In the last two decades, Tim LaHaye has emerged as not only the theological brains behind the best-selling Left Behind series, but also as one of the most influential figures in the American Christian Right. Indeed, when the Institute for the Study of American Evangelicals decided to name the most influential evangelical leader of the past 25 years, they chose not Billy Graham, Pat Robertson or Jerry Falwell, but Tim LaHaye, in large part because of his work in evangelical politics. Not only is LaHaye an influential preacher and interpreter of prophecy and revelation, he has also become a remarkably powerful force in domestic and now even international politics through the highly secretive Council for National Policy, founded in 1981. Called by some "the most powerful conservative group you've never heard of," the CNP includes among its members Reverends Jerry Falwell and Pat Robertson, Ralph Reed, Jesse Helms, Tom DeLay, Oliver North, Christian Reconstructionist R.J. Rushdoony and, formerly, John Ashcroft (himself a Pentecostal Christian). Recent speakers at the Council's highly private meetings have included Supreme Court Justice Clarence Thomas, White House counsel Alberto Gonzales, and Timothy Goeglein, deputy director of the White House Office of Public Liaison. Although the group initially focused primarily on domestic agendas like abortion and homosexuality, LaHaye's Council has recently begun to turn to larger international issues such as U.S. policy in the Middle East and the state of Israel.

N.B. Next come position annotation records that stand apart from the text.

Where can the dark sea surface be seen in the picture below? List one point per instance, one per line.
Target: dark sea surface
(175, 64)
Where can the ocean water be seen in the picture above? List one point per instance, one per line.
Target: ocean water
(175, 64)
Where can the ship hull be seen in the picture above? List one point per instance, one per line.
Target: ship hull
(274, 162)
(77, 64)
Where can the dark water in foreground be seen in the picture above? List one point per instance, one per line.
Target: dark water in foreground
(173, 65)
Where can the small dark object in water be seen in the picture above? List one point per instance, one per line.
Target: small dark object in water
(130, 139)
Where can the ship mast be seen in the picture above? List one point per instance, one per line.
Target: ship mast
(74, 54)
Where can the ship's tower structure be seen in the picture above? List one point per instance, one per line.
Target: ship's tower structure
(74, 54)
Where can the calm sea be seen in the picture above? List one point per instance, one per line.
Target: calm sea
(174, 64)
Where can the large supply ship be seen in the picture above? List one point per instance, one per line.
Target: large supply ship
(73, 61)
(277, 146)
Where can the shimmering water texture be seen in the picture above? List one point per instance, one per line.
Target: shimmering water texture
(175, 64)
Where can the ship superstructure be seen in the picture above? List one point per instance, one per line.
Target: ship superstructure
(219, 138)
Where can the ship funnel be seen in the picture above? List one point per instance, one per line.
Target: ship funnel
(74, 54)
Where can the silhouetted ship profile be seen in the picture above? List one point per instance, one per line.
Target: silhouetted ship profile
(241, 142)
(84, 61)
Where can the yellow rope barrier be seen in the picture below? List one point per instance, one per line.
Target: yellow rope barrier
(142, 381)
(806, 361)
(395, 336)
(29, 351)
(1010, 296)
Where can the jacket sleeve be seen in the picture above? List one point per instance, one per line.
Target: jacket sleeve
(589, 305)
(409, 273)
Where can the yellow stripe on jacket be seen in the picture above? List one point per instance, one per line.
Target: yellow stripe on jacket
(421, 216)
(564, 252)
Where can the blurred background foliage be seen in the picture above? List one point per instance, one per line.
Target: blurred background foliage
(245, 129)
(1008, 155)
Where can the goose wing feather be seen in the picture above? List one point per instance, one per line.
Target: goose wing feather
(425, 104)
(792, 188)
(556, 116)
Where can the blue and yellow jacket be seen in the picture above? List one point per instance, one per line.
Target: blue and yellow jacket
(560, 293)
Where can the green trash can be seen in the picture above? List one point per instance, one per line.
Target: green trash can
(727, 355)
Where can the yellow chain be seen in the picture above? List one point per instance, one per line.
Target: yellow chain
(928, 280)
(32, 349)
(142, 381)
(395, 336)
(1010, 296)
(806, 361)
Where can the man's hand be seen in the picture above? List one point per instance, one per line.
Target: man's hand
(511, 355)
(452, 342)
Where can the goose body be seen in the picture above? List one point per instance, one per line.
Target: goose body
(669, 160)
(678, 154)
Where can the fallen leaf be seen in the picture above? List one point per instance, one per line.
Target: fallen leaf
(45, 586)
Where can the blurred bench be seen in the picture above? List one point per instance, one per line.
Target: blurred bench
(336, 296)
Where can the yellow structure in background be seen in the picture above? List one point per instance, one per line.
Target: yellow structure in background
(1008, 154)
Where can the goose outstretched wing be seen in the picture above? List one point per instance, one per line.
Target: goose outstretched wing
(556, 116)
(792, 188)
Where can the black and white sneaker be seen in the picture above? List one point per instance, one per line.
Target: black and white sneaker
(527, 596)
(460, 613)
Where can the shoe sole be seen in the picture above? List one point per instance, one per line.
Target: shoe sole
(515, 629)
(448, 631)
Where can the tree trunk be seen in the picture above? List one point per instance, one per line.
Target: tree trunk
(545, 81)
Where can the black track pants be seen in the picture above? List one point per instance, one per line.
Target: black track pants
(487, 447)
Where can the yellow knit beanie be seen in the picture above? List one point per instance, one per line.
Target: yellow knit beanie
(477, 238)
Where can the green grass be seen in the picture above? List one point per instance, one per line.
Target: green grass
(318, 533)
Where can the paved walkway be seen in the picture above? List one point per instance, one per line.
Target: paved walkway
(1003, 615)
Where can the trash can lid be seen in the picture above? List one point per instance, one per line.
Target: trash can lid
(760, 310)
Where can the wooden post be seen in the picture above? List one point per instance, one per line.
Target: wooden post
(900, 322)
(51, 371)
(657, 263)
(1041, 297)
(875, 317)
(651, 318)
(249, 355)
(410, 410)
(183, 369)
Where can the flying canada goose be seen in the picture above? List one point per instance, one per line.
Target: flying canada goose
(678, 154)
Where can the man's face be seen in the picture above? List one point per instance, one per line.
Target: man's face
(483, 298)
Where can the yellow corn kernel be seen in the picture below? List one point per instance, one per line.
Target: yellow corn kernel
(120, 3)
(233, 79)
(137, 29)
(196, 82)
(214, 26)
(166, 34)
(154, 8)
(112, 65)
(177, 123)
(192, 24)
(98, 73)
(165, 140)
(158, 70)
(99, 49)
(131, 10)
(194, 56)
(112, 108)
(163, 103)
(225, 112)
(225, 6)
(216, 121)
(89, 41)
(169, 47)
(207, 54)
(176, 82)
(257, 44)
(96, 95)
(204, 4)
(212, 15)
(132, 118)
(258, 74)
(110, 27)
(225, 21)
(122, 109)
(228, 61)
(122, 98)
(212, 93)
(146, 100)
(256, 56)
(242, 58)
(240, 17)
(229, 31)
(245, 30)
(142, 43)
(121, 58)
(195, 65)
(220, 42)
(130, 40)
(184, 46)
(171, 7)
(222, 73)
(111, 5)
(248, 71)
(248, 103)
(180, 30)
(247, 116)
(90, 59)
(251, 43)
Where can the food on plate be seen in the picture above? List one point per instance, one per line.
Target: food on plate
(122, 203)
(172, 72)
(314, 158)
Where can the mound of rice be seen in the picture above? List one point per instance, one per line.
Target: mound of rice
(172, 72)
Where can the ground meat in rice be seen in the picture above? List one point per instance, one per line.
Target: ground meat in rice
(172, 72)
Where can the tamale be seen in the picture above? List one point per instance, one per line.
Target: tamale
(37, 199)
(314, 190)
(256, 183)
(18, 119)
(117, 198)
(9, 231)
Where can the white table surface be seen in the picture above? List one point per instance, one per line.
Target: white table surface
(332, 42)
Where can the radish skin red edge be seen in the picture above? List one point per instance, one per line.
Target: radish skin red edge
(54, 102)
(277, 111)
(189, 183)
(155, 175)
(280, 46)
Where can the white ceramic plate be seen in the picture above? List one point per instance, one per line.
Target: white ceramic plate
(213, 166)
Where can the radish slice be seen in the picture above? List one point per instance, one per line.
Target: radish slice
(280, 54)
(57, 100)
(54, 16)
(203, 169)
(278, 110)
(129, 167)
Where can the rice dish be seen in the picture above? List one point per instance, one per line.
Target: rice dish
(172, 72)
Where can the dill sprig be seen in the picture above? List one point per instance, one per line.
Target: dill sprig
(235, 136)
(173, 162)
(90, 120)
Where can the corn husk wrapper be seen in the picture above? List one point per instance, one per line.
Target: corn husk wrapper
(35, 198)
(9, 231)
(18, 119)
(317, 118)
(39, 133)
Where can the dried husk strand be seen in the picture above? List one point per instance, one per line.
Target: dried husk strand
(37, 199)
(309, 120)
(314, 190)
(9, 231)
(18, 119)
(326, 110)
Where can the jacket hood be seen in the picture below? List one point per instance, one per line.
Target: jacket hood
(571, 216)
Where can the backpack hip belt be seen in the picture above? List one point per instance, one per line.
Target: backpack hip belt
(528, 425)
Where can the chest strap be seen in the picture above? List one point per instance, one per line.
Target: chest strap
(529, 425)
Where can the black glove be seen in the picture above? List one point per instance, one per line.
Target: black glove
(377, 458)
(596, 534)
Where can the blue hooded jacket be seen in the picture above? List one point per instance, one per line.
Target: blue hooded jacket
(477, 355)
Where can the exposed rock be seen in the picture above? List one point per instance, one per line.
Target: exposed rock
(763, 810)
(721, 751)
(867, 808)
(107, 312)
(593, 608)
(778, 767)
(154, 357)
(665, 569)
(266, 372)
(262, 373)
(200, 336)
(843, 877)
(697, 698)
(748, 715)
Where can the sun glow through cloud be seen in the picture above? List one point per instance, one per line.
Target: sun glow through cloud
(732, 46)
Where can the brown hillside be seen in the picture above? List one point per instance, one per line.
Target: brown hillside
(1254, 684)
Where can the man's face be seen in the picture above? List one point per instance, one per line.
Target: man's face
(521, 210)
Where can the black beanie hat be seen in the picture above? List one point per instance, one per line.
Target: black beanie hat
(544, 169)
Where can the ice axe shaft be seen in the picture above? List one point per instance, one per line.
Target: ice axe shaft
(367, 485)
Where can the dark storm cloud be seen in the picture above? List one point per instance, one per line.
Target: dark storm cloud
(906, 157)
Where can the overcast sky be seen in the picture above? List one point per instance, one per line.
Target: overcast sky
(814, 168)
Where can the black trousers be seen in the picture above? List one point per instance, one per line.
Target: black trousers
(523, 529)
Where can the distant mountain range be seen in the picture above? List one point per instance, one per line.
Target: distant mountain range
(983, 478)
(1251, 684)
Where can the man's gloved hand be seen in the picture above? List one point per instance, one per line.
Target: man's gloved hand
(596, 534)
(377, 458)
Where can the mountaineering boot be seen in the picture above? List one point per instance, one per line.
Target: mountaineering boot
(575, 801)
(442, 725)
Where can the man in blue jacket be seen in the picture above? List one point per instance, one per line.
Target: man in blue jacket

This little bit about neocon Michael Ledeen, who may yet get into legal trouble with the various investigations of criminal activity connected to foreign policy that are going on right now, is important:

One of the more striking examples of this Neoconservative outreach to the Christian Right is Michael Ledeen, an influential Fellow at the Neocon think-tank, American Enterprise Institute. Not only was Ledeen one of the most vocal proponents of the Iraq War, but since the 1980s, he has also appeared frequently on Pat Robertson's 700 Club promoting an aggressive Neocon political vision. In a 2004 interview with Robertson, Ledeen argued that Iraq is only the first step in the re-structuring of the Middle East and should be followed by use of military force against Iran, as well.

Attacking Iran has been a favorite goal of Ledeen for quite a while.